This paper presents a review on semantic segmentation approaches - traditional as well as DL-based.
Brief Outline
The paper reviews some traditional approaches (used before DL), but focuses more on DL-based approaches (more recent and gave lot of improvement in the SOTA). Also gives a review of available datasets and evaluation metrics for semantic segmenation.
Microsoft Common Objects in Context (COCO) (Lin et. al. 2014) - 91 classes, 2.5 million labelled instances in 328k images.
ADE20K (Zhou et al. 2017) - 150 classes, also has masks for eyes, nose, mouth of humans.
Related to autonomous driving:
Cityscapes (Cordts et al. 2016) - focuses on urban street scenes. 5k finely annotated images, 20k coarsely annotated. Covers spring, fall, summer seasons for over 50 cities.
KITTI (Fritsch et. al. 2013, Menze and Geiger 2015) - Images captured from driving around Karlsruhe city, on highways and in rural areas. Another dataset for autonomous driving applications.
Uses deconvolution and unpooling layers to recover the size after convolution and pooling.
Deconvolution is the reverse operation of convolution, whereas interpolation uses bilinear interpolation. Note that bilinear interpolation is computationally efficient and has good image recovery and is thus used.
Unlike FCN, this network is applied to individual object proposals to obtain instance-wise segmentations, which are combined to get the final semantic segmentation. This is done in the original paper linked above, but there are other implementations also.
Most of the work prior to this was based on the conventional CNN. However, the conventional CNN is geared towards dense classification task which is structurally different from semantic segmentation.
Dilated convolutions support exponential receptive field expansion without loss of coverage or resolution.
Dilated Residual Networks are also developed which overcome the griding effect of dilated convolutions.
Progress in Backbone Network
Backbone network refers to the main structure used.
Some notable architectures (lower is newer/improved)
VGG
ResNet
ResNeXt
Inception-v2
Inception-v3
Inception-v4
Inception-ResNet
Pyramid Methods
Image Pyramid
An image pyramid (Adelson et al.1984) is a collection of images which are successively downsampled until a certain criteria is reached.
2 types of pyramids:
Gaussian pyramid: downsamples images
Laplacian pyramid: reconstruct image from image lower in the pyramid
Lin et. al. 2016 present a network with sliding pyramid pooling which improves image segmentation by using patch-background contextual information.
Similarly,Chen et. al. 2016 implements an image pyramid structure which extracts multi-scale features by feeding multiple resized input images to a shared deep network. At the end of the network, the features are merged for pixel-wise classification.
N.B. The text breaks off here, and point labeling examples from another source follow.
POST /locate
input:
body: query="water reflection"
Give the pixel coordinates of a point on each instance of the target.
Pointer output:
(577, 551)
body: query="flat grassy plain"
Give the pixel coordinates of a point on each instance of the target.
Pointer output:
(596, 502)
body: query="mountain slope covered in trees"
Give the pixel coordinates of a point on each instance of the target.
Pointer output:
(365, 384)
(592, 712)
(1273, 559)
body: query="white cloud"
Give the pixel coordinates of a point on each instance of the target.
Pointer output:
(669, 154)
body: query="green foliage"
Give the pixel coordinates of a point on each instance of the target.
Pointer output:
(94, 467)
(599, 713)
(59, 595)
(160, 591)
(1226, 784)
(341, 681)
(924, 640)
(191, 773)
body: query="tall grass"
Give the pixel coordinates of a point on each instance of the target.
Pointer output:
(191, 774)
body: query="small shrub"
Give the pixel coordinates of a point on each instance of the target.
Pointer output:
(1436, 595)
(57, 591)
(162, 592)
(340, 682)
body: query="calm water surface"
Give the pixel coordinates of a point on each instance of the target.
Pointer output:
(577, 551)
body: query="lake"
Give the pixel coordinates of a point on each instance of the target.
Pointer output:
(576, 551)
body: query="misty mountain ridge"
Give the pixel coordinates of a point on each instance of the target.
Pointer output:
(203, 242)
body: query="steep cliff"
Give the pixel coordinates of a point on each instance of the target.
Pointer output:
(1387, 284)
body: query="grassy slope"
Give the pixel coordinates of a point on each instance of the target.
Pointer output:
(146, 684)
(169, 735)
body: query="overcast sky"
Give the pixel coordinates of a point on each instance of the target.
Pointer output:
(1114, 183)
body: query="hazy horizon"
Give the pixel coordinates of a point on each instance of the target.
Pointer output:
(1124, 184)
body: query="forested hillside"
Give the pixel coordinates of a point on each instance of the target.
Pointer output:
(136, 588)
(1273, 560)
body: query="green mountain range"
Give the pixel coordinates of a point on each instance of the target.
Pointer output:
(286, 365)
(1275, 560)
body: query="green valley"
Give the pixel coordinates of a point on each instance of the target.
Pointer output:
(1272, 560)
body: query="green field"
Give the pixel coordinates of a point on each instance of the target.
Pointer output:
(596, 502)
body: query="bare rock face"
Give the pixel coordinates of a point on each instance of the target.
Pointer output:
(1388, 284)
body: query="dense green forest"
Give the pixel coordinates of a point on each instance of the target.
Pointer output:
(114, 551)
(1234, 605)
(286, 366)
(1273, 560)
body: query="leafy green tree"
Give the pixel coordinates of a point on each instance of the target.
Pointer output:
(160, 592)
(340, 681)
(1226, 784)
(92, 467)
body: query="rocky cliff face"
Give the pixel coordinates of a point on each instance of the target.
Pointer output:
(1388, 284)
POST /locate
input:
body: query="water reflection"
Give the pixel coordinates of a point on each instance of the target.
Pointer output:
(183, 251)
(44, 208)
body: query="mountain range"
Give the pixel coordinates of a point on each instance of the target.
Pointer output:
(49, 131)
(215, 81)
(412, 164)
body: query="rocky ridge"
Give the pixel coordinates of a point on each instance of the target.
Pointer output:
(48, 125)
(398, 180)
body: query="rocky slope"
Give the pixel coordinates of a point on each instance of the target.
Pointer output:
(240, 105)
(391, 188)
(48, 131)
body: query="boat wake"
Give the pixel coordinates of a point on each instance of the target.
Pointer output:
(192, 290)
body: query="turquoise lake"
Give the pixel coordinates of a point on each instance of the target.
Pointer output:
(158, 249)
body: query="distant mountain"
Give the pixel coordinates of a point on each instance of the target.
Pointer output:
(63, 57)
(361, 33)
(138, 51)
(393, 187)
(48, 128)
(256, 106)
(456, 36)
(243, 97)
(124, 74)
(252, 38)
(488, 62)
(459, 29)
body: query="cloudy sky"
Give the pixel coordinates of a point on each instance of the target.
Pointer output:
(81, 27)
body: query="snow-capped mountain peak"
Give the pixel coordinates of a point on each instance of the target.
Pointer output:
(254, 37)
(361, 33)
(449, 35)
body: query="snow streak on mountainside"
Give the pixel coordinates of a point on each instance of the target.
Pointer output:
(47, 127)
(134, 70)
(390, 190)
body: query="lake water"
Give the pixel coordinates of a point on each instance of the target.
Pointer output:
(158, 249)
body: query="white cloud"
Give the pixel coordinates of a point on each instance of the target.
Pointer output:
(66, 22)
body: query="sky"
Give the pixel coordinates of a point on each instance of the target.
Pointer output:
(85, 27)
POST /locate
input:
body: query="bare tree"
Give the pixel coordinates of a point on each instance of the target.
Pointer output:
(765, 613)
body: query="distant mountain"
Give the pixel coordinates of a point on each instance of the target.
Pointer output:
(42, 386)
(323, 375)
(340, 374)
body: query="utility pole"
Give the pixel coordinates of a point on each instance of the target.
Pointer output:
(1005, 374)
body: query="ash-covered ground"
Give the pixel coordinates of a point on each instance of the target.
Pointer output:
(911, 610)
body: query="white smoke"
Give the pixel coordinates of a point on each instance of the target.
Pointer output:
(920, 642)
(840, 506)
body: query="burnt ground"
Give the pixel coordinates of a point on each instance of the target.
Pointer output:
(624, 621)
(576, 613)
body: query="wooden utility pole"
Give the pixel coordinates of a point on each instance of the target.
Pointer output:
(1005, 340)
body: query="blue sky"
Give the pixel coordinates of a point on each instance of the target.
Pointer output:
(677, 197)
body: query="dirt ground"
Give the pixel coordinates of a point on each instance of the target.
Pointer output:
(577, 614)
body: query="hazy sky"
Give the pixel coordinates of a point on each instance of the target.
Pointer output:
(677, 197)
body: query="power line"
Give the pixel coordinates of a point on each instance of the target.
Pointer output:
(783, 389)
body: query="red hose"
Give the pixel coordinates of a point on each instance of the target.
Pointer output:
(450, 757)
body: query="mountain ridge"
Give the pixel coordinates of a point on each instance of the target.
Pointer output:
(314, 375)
Chen et. al. 2017 proposes a Atrous Spatial Pyramid Pooling (ASPP) to segment objects robustly at multiple scales.
ASPP probes effective fields-of-views (FOV) and convolutional feature layer with filters at multiple sampling rates, and then captures objects image context at multiple scales.
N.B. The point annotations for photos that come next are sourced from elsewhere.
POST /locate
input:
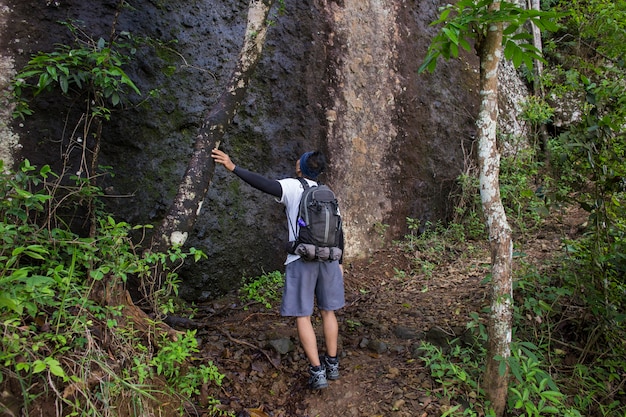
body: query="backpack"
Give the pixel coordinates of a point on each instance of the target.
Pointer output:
(318, 230)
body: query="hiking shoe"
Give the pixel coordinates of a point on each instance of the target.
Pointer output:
(332, 367)
(317, 379)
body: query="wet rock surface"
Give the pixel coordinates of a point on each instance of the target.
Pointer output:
(387, 317)
(392, 308)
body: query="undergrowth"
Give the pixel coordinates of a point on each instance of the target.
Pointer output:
(64, 341)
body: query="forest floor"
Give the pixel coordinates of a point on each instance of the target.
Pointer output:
(392, 306)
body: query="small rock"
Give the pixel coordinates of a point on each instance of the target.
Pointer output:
(406, 333)
(398, 404)
(377, 346)
(283, 345)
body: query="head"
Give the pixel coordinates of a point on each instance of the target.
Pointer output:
(311, 164)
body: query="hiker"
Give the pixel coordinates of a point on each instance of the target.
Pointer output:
(304, 280)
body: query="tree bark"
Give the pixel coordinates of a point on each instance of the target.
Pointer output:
(179, 221)
(538, 69)
(499, 326)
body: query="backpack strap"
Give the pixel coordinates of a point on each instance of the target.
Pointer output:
(305, 185)
(304, 182)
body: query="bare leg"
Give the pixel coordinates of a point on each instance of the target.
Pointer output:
(308, 339)
(331, 332)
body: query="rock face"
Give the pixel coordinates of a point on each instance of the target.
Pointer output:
(340, 76)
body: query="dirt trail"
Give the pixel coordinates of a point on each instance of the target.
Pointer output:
(389, 312)
(392, 306)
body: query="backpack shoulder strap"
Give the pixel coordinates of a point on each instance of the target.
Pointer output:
(304, 182)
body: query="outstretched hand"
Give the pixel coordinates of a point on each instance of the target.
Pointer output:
(222, 158)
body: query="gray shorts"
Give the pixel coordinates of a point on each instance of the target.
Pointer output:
(306, 280)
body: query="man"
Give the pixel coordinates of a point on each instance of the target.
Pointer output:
(304, 280)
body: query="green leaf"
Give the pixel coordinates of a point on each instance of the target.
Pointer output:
(39, 366)
(64, 84)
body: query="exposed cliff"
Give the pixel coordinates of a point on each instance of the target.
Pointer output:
(336, 75)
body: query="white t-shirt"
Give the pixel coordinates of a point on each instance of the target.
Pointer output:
(292, 192)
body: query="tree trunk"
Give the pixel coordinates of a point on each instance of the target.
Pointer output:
(538, 65)
(499, 326)
(537, 83)
(175, 227)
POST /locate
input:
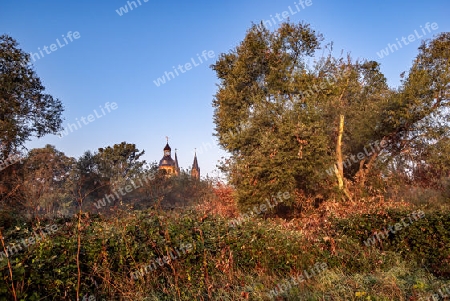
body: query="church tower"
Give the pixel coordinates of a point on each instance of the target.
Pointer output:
(195, 171)
(167, 164)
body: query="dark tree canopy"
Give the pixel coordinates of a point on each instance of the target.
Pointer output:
(25, 110)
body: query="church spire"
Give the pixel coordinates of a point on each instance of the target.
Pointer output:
(195, 172)
(177, 167)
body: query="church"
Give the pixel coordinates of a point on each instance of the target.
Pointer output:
(171, 167)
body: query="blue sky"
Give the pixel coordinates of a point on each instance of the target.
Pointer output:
(116, 59)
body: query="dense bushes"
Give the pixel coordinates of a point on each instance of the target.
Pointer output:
(426, 241)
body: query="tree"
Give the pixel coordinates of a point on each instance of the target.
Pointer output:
(25, 110)
(417, 119)
(275, 136)
(119, 163)
(46, 174)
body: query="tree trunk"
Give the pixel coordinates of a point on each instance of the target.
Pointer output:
(339, 167)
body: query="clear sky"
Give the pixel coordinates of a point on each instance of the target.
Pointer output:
(116, 57)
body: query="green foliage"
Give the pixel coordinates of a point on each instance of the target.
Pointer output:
(426, 241)
(25, 110)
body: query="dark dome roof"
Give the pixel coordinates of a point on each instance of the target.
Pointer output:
(166, 161)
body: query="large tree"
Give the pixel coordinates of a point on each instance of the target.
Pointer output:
(25, 110)
(285, 123)
(275, 135)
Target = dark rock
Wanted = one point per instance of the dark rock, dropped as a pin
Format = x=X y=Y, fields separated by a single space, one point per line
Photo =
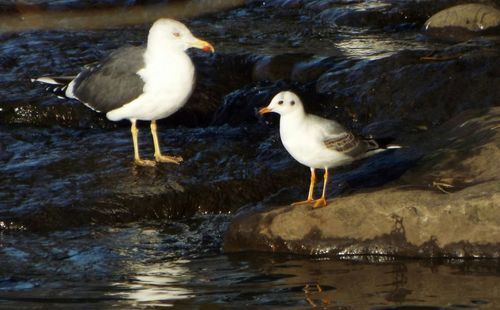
x=58 y=178
x=446 y=206
x=464 y=21
x=417 y=86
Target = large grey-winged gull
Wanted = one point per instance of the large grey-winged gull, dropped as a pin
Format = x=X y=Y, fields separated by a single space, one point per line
x=317 y=142
x=141 y=83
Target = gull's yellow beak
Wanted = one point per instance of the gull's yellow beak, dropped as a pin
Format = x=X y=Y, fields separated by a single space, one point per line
x=264 y=110
x=203 y=45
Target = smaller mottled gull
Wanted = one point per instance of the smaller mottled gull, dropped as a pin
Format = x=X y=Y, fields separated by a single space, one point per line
x=317 y=142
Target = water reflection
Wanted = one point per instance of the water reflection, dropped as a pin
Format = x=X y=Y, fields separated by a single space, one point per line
x=158 y=285
x=176 y=264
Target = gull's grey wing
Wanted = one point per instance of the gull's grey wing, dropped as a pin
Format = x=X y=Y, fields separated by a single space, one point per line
x=112 y=83
x=337 y=138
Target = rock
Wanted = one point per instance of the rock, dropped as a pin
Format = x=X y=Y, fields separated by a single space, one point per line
x=446 y=206
x=419 y=87
x=463 y=21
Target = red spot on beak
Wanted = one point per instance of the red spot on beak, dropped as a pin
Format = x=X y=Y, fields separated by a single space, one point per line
x=207 y=49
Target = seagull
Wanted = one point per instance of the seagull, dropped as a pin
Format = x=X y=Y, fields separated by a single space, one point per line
x=317 y=142
x=140 y=83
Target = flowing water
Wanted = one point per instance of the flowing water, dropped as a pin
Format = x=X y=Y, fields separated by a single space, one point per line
x=84 y=229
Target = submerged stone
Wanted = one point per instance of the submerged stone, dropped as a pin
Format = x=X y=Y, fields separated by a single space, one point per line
x=463 y=21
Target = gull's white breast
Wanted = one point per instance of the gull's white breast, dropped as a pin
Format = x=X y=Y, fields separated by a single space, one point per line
x=168 y=84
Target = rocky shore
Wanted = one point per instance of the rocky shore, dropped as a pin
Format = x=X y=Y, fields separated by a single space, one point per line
x=393 y=69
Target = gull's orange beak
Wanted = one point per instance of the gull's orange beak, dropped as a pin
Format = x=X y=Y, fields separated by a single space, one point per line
x=264 y=110
x=203 y=45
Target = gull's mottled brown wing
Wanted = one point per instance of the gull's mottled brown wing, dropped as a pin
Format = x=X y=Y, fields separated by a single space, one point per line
x=343 y=143
x=351 y=145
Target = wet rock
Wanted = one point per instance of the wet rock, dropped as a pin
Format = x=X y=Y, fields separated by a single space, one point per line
x=445 y=206
x=417 y=86
x=464 y=21
x=57 y=178
x=240 y=107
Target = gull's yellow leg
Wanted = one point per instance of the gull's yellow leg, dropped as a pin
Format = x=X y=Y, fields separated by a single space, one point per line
x=311 y=189
x=137 y=158
x=158 y=156
x=322 y=201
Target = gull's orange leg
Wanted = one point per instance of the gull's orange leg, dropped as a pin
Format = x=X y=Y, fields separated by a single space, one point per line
x=322 y=201
x=137 y=158
x=158 y=156
x=311 y=189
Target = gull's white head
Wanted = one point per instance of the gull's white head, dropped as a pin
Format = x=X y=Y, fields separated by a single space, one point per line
x=170 y=34
x=284 y=103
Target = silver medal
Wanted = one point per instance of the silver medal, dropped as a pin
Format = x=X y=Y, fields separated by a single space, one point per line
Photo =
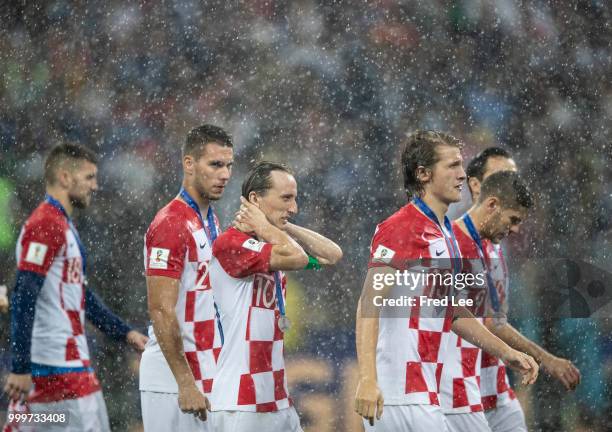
x=283 y=323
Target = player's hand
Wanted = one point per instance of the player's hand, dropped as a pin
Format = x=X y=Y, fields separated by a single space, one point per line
x=18 y=386
x=137 y=340
x=249 y=217
x=522 y=363
x=191 y=400
x=563 y=370
x=369 y=400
Zhao et al. 2016 exploits the capability of global context information by different-region based context aggregationand names their pyramid scene parsing network (PSPNet).
The pyramid pooling adopts different scales of pooling size, then does up-sample processon the outputs to the original size, and finally concatenates the results to form a mixed featurerepresentation.
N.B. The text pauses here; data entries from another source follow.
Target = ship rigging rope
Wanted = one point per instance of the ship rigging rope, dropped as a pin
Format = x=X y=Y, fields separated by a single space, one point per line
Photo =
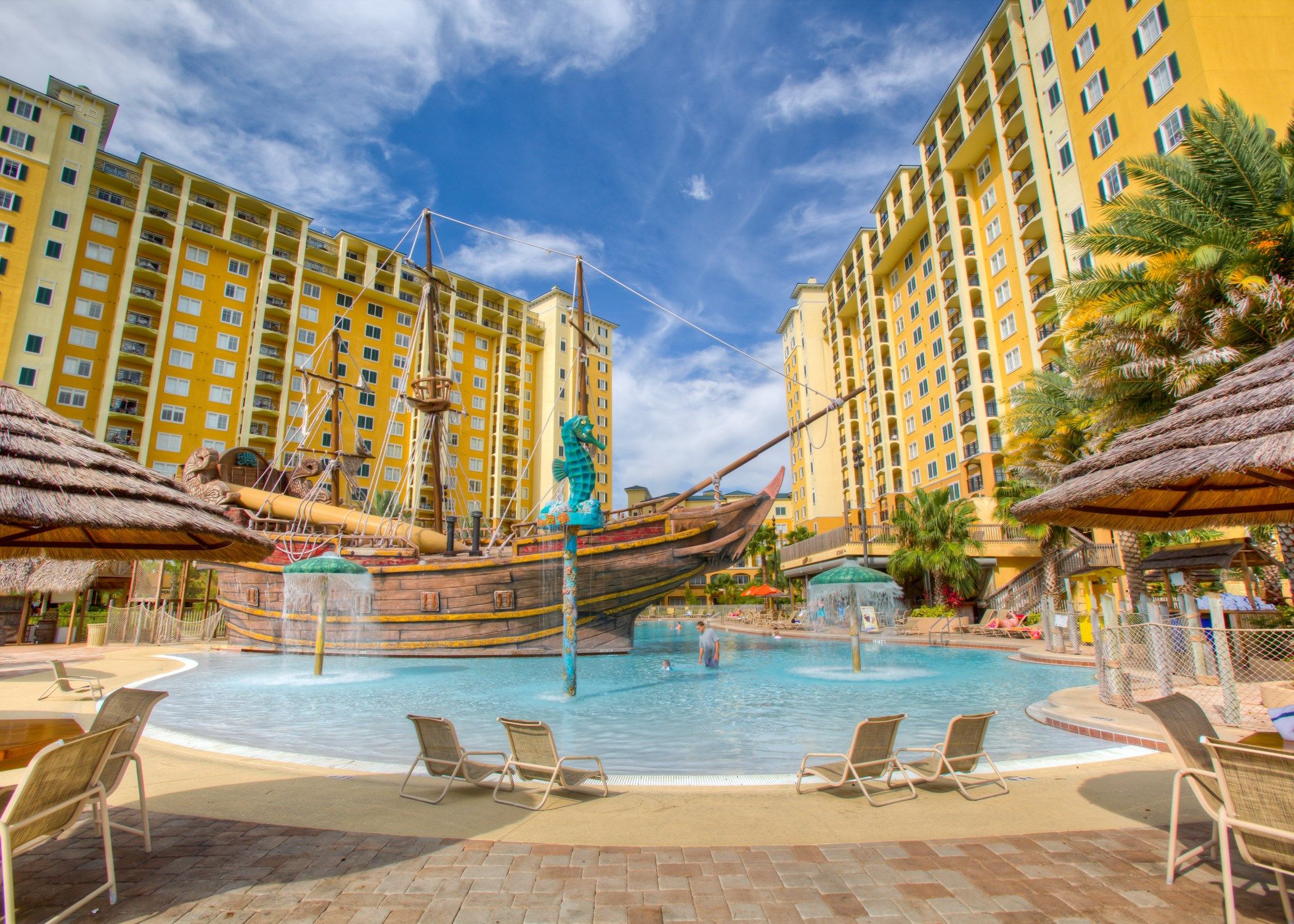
x=635 y=291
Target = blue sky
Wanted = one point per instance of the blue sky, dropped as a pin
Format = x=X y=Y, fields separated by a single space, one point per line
x=709 y=153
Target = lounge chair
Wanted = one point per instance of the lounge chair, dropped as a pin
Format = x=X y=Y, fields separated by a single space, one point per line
x=118 y=707
x=1256 y=786
x=443 y=756
x=534 y=758
x=956 y=758
x=48 y=803
x=65 y=683
x=1184 y=724
x=870 y=755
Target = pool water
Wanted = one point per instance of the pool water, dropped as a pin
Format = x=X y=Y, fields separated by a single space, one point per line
x=768 y=703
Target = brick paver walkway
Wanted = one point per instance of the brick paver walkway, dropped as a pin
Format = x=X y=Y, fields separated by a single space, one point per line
x=237 y=873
In figure, different scales of pooling sizes are marked with different colors.
Feature Pyramid
Recent deep learning object detectors have avoided pyramid representation because it is compute and memory intensive.
Lin et. al. 2016 exploit the multi-scale, pyramidal hierarchy of CNN to construct feature pyramids with marginal extra cost.
Also, Feature Pyramid Network (FPN) is developed for building high-level semantic feature maps at all scales.
Recognition algorithms based on CNNs use the output of the last layer as a feature representation. However, the information in this layer is too coarse for dense prediction. On the contrary, earlier layers may be precise in localization, but they will not capture semantics.
To get the best of both advantages, Hariharan et. al. 2015 define the hypercolumns as the vector of activations of all CNN units above that pixel. Shown in figure.
Multi-model is an ensemble way to deal with image tasks. Also approached in some papers.
Li et. al. 2017 propose deep layer cascade (LC) method to improve the accuracy and speed of semantic segmentation.
Unlike the conventional model cascade (MC) that consists of multiple independent models, LC treats a single deep model as a cascade of several sub-models and classifies most of the easy regions in the shallow stage and makes deeper stage focus on a few hard regions.
It not only improves the segmentation performance but also accelerates both training and testing of deep network.
Conclusion
This review mentions some pure DL based approaches to semantic segmentation alongwith lot of traditional inspired DL based approaches.
Some other review paper also needs to be read which mentions more recent papers (this is only upto 2017).
This paper also misses other segmentation architectures like U-Net, E-Net, etc.